We are already beginning to see Spotify edging its way towards a closed system by offering exclusive shows to its platform, such as The Joe Rogan Experience.
An article by Insider reveals:
Spotify's move into podcasting is about volume and exclusivity... Lure millions of listeners with podcasts they can find only on Spotify and, in turn, sell advertising against that audience.
In the long run, this direction could have detrimental effects on both the creators and listeners using Spotify.
Independent creators risk losing ownership and control over their content and could become overly reliant on one platform (Spotify) over the more diverse field we have today. Listeners will lose the privilege of having all their favorite podcasts accessible on the same platform and may be subjected to paying additional fees. Unless something changes, Spotify will likely control most audio entertainment for Gen Z.
Protecting podcast's open ecosystem
In the short term, one thing to keep in mind: Gen Zers are using iPhones (with Apple Podcasts pre-installed) and Android devices (with Google Podcasts pre-installed). Part of where and how they listen is determined by which link they get.
For example, if my dad sends me an Apple Podcasts link in iMessage, that's where I listen. If I see a Spotify link on social media, I'll likely listen to it there.

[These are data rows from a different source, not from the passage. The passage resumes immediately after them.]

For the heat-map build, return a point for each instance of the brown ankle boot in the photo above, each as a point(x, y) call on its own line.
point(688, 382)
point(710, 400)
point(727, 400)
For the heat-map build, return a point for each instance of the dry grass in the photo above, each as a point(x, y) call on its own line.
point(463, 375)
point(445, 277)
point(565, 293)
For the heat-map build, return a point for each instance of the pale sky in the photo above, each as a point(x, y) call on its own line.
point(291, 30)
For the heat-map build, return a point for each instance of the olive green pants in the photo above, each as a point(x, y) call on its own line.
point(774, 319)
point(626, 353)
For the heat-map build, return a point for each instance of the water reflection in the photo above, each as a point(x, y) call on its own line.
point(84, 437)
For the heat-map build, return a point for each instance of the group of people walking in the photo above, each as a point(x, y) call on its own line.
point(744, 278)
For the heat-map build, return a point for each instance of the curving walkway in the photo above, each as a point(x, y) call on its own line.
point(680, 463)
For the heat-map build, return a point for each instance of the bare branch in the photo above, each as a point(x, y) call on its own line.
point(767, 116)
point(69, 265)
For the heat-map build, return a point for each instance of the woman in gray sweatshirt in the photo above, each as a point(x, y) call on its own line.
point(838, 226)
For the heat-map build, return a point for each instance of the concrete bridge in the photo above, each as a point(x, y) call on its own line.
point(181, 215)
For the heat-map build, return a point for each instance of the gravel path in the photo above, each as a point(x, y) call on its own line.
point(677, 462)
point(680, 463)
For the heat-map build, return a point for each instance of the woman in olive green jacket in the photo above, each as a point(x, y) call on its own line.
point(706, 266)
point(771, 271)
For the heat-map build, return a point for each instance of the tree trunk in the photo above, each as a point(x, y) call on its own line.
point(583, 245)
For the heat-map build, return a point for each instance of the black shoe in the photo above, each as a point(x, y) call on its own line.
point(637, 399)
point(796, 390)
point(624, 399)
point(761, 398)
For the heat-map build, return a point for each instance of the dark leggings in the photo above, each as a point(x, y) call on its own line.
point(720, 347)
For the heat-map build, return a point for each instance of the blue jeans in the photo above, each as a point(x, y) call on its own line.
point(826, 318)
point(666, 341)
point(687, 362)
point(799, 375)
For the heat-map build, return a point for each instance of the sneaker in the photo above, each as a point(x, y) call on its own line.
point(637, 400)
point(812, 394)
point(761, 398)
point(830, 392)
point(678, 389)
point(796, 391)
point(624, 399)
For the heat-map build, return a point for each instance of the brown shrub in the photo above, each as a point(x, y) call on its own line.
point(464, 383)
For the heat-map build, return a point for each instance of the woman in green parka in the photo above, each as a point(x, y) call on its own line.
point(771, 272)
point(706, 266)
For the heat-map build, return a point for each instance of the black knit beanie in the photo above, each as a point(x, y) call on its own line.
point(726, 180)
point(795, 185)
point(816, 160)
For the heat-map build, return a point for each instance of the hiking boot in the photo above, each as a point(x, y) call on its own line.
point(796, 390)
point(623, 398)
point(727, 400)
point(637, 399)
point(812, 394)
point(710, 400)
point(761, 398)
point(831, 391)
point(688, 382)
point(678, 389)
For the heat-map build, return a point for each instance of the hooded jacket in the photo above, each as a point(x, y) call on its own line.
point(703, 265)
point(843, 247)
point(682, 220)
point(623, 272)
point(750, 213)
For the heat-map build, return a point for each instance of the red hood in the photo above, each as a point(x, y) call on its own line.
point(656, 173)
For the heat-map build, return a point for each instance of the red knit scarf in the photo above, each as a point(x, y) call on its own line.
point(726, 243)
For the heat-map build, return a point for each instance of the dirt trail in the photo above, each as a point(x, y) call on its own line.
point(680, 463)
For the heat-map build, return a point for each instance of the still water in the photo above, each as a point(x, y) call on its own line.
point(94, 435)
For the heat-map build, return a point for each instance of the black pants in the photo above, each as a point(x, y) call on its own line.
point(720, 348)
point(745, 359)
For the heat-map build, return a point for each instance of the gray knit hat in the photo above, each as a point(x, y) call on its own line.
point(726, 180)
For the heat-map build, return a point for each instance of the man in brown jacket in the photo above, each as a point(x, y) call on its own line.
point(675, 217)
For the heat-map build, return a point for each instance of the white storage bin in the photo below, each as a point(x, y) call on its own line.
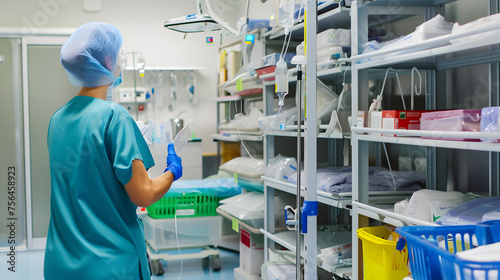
point(193, 232)
point(251, 252)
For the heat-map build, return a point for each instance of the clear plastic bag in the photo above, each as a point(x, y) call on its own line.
point(245, 166)
point(280, 168)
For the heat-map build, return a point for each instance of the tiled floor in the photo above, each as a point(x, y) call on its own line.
point(29, 266)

Having a vibrant podcast ecosystem in the future will mean attracting more Gen Zers, and showing them the benefits of using other podcast players (Overcast, Apple Podcasts, Pocket Casts).
Here are three ideas for influencing Gen Z podcast listeners:
Podcast apps could run campaigns targeting younger listeners, where they share the links to shows that Gen Z folks might be interested in.
Millennial and Gen X podcast creators can also influence younger listeners because they have life experience and wisdom appealing to a Gen Z audience.
Influencers can attract younger listeners by growing their social channels on Snapchat, TikTok, Instagram, Reddit, Discord, etc... When promoting podcasts to Gen Z, focus on topics they’re interested in: comedy is a natural fit and focuses on life advice, viewpoints, and wisdom—financial literacy, career advice, getting through university.